If you’re reading a Linux blog, you’re probably a person who is pretty technical on some level, chances are. If that is the case, you probably don’t view a computer as a “means to an end”, but potentially an end in and of itself, and like to tinker and understand at least the rudiments of how the technology you use works.
I think one of the best distros out there for the Technical User is Slackware. It’s one of the original Linux distros and has a focus on stability and reliability, which, believe me, makes learning on it quite a bit simpler than other distros that can be less stable. When you’re trying to figure out the basics of how something works, the last thing you need to be doing is troubleshooting stability problems, because then you’re always wondering “Did I just break something, or is this just flaky?”, and don’t know where to start.
I started with less-than-stable distros, myself, but as soon as I found Slackware, I actually started learning at a pretty quick rate, mostly because I wasn’t constantly fighting with the filesystem problems, random error messages, and other general It-Worked-Yesterday-But-For-No-Apparent-Reason-It-Doesn’t-Work-Today flakiness that I got with the first two distros I used.

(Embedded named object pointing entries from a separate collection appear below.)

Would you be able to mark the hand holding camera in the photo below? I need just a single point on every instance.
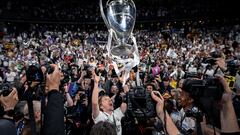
(53, 79)
(9, 102)
(156, 96)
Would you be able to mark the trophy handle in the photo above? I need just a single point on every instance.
(103, 14)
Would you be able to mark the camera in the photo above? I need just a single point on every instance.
(206, 95)
(34, 72)
(5, 89)
(209, 88)
(140, 103)
(210, 61)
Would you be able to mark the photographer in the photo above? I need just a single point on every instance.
(170, 127)
(103, 110)
(7, 124)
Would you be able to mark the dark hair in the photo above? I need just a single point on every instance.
(103, 128)
(100, 100)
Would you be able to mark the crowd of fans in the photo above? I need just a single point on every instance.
(88, 11)
(167, 57)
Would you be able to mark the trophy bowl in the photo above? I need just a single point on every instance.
(120, 16)
(122, 50)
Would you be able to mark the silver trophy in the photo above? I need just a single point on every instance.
(119, 17)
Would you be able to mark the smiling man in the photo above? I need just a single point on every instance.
(103, 109)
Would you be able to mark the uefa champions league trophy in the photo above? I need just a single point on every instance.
(119, 17)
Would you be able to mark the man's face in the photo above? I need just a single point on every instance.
(114, 89)
(106, 104)
(185, 99)
(166, 83)
(149, 88)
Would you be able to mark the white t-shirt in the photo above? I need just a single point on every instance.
(114, 118)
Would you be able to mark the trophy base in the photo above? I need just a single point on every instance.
(122, 50)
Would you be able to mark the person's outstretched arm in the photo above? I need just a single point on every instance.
(95, 107)
(54, 113)
(227, 114)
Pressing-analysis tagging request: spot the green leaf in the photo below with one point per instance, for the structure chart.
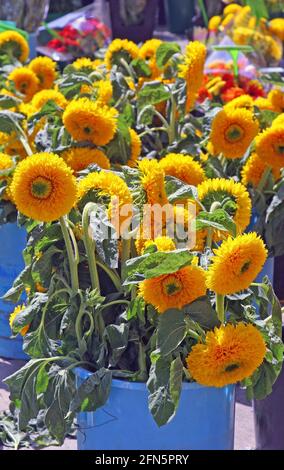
(202, 312)
(219, 220)
(152, 93)
(9, 121)
(171, 331)
(141, 68)
(117, 336)
(161, 403)
(93, 392)
(177, 190)
(103, 233)
(155, 264)
(165, 51)
(176, 375)
(7, 101)
(136, 308)
(42, 380)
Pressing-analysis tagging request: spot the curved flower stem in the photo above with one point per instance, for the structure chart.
(73, 262)
(172, 127)
(114, 277)
(90, 247)
(127, 68)
(264, 179)
(23, 139)
(115, 302)
(149, 131)
(220, 307)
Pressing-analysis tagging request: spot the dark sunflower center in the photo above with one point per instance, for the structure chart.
(172, 286)
(41, 188)
(280, 149)
(23, 86)
(232, 367)
(234, 133)
(87, 130)
(245, 267)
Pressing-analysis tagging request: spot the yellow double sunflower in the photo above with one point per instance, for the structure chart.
(229, 355)
(236, 264)
(43, 187)
(183, 167)
(17, 311)
(233, 130)
(174, 290)
(25, 82)
(217, 189)
(45, 70)
(79, 158)
(14, 43)
(87, 120)
(121, 49)
(270, 146)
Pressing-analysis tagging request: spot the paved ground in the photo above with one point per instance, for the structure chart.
(244, 432)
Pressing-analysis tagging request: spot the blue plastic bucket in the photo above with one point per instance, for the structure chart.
(12, 243)
(204, 420)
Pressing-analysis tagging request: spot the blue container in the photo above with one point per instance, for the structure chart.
(204, 420)
(12, 243)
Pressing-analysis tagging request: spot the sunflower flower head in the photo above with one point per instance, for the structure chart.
(15, 43)
(104, 91)
(174, 290)
(43, 187)
(84, 64)
(153, 181)
(17, 311)
(276, 97)
(183, 167)
(192, 70)
(43, 96)
(90, 121)
(229, 355)
(233, 130)
(121, 49)
(243, 102)
(236, 264)
(45, 70)
(238, 199)
(79, 158)
(270, 146)
(276, 27)
(148, 53)
(25, 81)
(6, 163)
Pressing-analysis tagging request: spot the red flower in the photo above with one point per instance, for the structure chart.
(230, 93)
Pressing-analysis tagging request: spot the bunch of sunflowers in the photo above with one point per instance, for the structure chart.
(88, 157)
(242, 25)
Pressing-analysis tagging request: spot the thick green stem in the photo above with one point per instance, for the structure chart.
(220, 307)
(127, 68)
(114, 277)
(73, 264)
(264, 179)
(90, 247)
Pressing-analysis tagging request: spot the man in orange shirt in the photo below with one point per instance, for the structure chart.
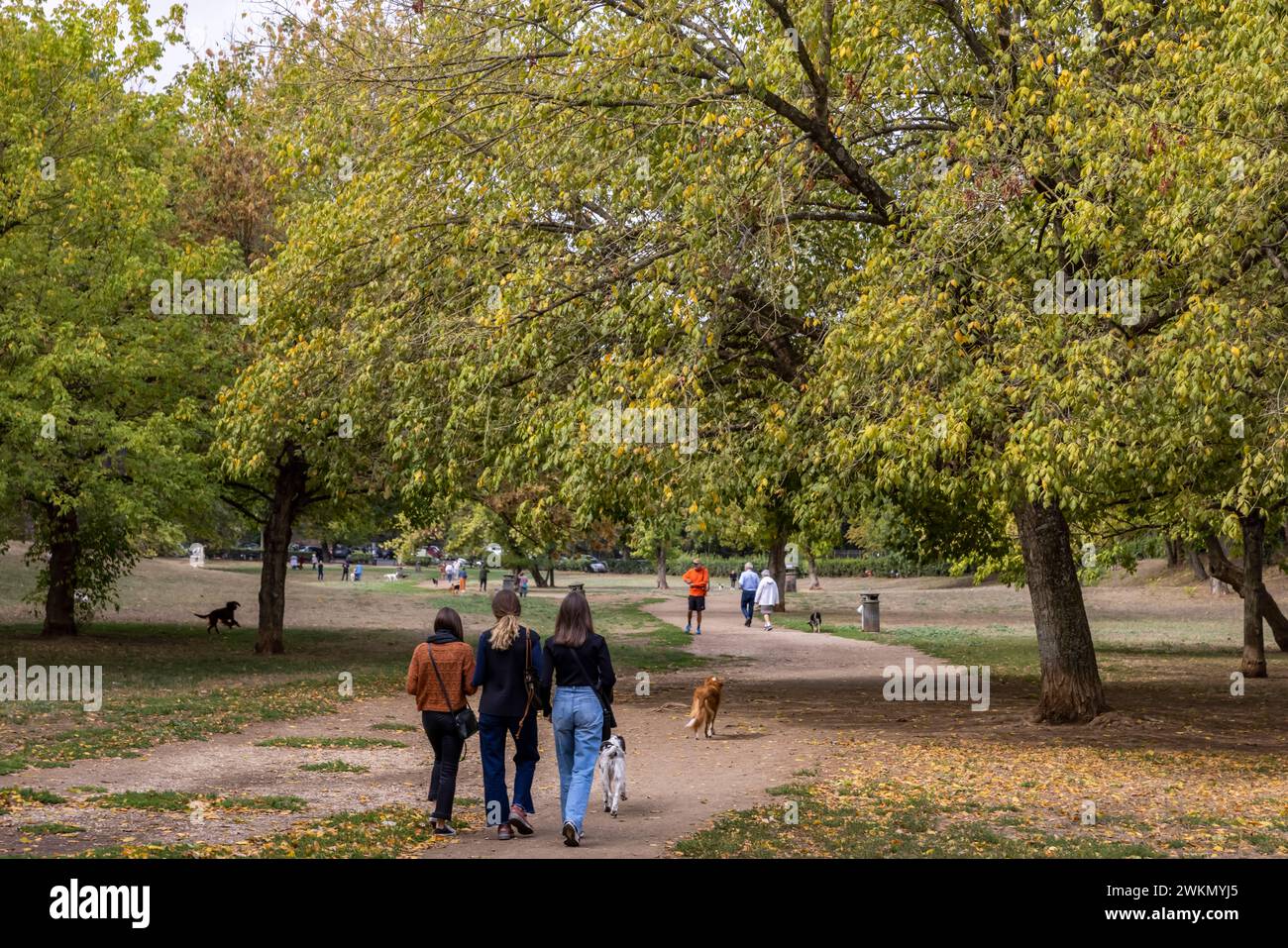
(698, 581)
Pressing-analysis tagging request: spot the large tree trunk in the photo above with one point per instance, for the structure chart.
(63, 556)
(1253, 549)
(287, 496)
(1070, 681)
(778, 569)
(1196, 565)
(1225, 571)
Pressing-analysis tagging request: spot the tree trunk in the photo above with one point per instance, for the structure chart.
(63, 556)
(1070, 681)
(287, 496)
(1196, 565)
(1253, 550)
(1225, 571)
(778, 569)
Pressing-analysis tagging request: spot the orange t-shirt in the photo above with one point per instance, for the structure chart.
(698, 581)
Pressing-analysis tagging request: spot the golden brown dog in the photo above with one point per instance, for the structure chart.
(706, 703)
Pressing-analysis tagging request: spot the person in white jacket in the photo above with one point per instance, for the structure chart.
(767, 596)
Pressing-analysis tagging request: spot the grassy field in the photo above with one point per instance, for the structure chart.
(172, 682)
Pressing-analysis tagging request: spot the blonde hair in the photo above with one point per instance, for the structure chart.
(505, 607)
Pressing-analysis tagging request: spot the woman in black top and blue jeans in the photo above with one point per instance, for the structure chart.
(578, 660)
(507, 708)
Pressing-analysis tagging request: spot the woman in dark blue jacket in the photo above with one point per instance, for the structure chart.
(507, 668)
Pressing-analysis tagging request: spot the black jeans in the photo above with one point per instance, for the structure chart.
(441, 730)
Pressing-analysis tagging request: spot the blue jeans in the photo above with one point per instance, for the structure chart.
(492, 730)
(579, 721)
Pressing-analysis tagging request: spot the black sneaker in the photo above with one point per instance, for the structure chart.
(571, 836)
(519, 820)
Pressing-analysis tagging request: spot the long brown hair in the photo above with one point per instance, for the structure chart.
(574, 623)
(449, 620)
(506, 608)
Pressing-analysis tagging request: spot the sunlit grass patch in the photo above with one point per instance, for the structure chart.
(170, 800)
(17, 797)
(335, 767)
(318, 742)
(386, 832)
(993, 798)
(51, 830)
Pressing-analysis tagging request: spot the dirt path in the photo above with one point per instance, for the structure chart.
(786, 693)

And if your goal is to understand Linux and not just blindly use whatever’s in front of you, Slackware is a really great way to do that. It’s straightforward, doesn’t try to be something it’s not, and it does what you tell it, and doesn’t get in your face when you tell it to do something else. It’s the most unix-like of the various Linux distros, being built with a Sys V architecture (if you don’t know what that means, that’s okay), and after struggling to understand what was going on with other glossier distros, I found that learning Linux with Slackware as my distro of choice was a breeze by comparison.
Now, that doesn’t mean that a less-than-technical user can’t use Slackware… one can. But it will take someone more technical to set it up and get it to where it needs to be for a non-techie user. Slackware ships with a lot of good software, and several window managers, including the immensely popular KDE 3.5, (which is what I’m using to write this now), and is extremely user friendly.